To get msgno to UID mapping in imapd, we would need to keep an in memory mapping of which messages were valid. We already have this with seenflag, and it would just be an array of record numbers, i.e:

• 1
• 3
• 4
• 5
• 9
• 10

which could be a file with 5 expunged records and 5 regular records.

Then index_checkseen would reconcile that against the current state of the cyrus.index file and emit messages as appropriate.

EXPUNGE_DELAYED

• just update the is_expunged and modseq on the record, reduce exists and the answered, deleted, flagged counts as appropriate in the header.
• No index rewrite cost.
• cyr_expire: rewrite the index record, removing all is_expunged records (optionally: keep those less than X days old). Unlink the files.

EXPUNGE_FORCE

• just update the is_expunged and modseq on the record, reduce exists and the answered, deleted, flagged counts as appropriate in the header.
• also unlink the message file, and set file_removed flag in the record.
• optionally: set need_cleanup in the header.

LOCKED MAILBOXES

If a mailbox is open anywhere, it will have a SHARED lock on the cyrus.lock file, which it can never be rewritten by any task. Records never move once created. Instead, cyr_expire will set the need_cleanup flag in the header and unlink the files that it would have unlinked, setting file_removed on each index record, but leaving them in place.

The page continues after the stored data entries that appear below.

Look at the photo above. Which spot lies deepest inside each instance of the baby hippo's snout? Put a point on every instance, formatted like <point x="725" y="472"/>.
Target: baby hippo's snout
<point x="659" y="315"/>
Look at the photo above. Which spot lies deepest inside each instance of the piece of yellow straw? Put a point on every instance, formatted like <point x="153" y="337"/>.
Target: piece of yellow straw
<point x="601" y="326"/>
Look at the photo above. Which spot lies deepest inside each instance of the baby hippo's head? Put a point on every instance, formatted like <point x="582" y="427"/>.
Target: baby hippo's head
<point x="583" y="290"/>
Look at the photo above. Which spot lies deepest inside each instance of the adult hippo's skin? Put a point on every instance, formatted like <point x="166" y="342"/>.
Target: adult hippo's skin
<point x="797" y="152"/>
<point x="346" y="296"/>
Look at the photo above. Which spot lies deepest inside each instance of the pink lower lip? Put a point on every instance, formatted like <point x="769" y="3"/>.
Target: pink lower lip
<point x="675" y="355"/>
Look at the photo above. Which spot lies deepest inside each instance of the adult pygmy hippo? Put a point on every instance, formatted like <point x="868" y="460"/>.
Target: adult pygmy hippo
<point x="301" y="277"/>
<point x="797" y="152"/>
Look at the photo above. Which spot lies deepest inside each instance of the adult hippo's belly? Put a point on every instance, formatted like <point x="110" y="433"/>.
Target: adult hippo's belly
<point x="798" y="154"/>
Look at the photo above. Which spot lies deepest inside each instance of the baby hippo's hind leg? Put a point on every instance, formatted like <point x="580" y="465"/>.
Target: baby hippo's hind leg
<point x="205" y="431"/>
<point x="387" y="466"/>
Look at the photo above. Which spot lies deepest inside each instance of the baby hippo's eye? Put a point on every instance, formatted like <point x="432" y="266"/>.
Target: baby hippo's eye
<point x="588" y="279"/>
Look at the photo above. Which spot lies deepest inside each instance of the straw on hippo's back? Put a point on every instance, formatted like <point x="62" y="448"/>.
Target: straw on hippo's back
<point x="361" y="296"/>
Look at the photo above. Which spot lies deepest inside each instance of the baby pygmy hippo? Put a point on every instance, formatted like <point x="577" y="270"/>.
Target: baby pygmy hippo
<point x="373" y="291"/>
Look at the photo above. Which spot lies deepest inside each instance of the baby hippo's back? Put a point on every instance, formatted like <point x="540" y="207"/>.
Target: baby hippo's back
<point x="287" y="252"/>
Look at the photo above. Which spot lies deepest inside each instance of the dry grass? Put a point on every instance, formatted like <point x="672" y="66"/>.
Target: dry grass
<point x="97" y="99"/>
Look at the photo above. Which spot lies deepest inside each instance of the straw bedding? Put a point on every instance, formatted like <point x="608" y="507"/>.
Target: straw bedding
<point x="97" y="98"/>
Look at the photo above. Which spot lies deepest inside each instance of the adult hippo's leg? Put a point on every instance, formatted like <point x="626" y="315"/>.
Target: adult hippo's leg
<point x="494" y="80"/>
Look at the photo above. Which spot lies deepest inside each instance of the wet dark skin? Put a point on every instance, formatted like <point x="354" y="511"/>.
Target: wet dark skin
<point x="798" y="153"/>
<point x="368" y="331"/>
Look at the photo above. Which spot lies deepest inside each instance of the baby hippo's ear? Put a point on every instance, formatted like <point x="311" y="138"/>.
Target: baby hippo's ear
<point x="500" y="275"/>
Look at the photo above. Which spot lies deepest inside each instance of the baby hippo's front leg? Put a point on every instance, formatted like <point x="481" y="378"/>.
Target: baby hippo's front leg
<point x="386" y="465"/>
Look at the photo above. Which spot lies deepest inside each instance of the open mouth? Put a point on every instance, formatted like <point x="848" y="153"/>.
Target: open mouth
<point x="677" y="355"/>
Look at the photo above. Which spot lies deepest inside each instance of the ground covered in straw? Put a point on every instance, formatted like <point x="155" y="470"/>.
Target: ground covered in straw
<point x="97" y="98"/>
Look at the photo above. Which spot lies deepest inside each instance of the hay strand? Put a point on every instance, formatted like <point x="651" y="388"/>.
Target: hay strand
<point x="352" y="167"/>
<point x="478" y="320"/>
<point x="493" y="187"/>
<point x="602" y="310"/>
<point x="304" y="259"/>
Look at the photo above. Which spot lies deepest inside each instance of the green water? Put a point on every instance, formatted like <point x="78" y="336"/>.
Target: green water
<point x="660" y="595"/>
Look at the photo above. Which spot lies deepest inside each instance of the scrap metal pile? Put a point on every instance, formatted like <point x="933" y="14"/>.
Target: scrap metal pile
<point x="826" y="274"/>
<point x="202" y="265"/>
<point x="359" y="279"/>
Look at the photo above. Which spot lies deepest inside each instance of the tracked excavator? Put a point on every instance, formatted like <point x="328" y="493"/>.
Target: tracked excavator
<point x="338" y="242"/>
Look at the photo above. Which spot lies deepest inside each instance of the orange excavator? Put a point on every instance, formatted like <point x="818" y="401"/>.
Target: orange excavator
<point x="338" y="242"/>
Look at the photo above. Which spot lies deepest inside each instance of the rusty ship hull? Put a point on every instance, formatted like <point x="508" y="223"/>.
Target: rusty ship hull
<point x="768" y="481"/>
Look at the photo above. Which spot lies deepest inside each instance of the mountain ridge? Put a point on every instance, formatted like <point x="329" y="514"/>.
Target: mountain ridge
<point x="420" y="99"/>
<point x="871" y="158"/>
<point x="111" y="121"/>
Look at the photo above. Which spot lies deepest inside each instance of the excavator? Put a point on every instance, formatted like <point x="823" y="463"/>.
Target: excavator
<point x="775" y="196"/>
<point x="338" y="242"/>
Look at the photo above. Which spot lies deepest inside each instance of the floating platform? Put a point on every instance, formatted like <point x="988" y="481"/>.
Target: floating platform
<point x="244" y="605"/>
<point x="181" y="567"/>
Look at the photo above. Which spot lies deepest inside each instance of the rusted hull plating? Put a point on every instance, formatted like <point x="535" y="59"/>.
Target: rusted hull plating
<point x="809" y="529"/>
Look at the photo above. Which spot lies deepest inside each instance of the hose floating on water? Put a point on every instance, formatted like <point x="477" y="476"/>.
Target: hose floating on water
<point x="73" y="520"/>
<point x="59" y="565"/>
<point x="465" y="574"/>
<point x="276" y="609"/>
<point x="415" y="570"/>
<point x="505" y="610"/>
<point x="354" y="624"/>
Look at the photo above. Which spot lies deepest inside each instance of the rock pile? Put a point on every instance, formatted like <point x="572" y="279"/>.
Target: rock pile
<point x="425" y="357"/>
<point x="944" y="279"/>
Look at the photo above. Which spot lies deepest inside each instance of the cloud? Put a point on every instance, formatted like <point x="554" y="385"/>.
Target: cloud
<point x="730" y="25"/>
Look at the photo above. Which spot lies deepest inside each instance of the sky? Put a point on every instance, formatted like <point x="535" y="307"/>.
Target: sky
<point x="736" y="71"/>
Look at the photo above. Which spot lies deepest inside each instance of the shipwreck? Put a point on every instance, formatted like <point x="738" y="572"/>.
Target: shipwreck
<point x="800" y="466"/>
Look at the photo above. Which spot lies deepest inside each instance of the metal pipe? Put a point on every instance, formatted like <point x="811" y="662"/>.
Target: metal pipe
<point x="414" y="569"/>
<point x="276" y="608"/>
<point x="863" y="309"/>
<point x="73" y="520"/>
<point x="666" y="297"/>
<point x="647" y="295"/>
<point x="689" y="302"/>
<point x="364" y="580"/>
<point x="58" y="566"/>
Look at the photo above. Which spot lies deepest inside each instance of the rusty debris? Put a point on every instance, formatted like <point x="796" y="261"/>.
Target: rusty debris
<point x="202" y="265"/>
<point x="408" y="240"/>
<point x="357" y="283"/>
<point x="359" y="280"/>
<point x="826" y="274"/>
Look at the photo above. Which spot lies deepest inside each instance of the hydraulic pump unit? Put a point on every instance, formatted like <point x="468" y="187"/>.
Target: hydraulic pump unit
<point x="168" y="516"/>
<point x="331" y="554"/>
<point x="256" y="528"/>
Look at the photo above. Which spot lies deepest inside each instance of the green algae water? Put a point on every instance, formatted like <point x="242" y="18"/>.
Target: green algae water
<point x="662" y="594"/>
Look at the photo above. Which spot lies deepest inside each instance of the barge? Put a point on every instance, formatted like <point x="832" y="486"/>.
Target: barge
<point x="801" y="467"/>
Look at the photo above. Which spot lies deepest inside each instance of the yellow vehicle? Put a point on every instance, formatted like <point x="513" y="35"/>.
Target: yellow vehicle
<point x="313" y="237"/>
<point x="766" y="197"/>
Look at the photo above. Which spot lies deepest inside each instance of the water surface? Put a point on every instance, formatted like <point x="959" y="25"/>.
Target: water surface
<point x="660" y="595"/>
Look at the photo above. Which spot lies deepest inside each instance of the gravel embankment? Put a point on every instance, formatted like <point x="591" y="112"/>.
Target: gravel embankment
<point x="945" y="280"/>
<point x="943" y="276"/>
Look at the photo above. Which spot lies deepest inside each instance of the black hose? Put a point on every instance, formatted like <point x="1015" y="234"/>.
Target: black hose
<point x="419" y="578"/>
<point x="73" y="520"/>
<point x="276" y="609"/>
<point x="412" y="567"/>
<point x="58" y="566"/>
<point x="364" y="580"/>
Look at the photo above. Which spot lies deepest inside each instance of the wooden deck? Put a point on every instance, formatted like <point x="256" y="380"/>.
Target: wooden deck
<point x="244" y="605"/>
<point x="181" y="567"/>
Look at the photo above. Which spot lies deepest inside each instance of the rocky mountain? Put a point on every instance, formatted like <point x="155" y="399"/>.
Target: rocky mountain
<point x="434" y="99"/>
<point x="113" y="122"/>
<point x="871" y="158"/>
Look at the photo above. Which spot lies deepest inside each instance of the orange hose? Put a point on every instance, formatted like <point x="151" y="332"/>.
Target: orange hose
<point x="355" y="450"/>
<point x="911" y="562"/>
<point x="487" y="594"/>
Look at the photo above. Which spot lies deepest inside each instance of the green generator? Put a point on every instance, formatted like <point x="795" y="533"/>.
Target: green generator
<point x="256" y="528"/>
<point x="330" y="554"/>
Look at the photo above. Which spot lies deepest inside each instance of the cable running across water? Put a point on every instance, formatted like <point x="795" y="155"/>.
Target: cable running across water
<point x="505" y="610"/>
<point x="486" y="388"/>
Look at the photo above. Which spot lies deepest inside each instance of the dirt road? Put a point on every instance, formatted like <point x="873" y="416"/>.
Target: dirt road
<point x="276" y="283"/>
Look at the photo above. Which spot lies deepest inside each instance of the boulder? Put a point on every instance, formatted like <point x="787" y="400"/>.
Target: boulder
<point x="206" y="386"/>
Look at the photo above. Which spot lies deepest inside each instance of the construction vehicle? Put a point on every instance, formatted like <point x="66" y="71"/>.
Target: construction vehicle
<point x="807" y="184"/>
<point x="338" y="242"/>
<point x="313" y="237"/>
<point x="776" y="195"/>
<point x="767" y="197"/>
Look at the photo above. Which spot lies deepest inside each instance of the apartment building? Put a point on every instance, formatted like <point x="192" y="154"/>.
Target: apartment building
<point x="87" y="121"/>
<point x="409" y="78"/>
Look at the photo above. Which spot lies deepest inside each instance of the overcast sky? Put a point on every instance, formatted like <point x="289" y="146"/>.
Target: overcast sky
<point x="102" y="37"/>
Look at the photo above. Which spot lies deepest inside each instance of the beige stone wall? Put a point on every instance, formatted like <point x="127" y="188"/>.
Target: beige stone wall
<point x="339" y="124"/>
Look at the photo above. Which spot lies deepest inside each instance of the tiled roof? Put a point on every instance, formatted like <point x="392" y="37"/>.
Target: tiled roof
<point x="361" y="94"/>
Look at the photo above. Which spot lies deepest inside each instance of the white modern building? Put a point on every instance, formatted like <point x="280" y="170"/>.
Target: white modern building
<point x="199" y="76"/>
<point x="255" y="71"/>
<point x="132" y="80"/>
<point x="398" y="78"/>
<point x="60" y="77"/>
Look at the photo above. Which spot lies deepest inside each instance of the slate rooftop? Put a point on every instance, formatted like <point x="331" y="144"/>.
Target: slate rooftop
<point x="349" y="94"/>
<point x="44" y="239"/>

Before ANY process unlocks an index file, it looks at the need_cleanup flag. If it exists, it performs a "checkpoint", which just creates a new cyrus.index file and cyrus.cache file, copying every index record that doesn't have file_removed set. (cyrus.cache rewrite could be optional based on leaked_cache header field...)

This is done by unlocking, and then TRYING to lock in exclusive mode. If the lock succeeds, then perform the checkpoint, otherwise just finish. Another process will get to the same point soon, and it will be the last one so will get the exclusive lock.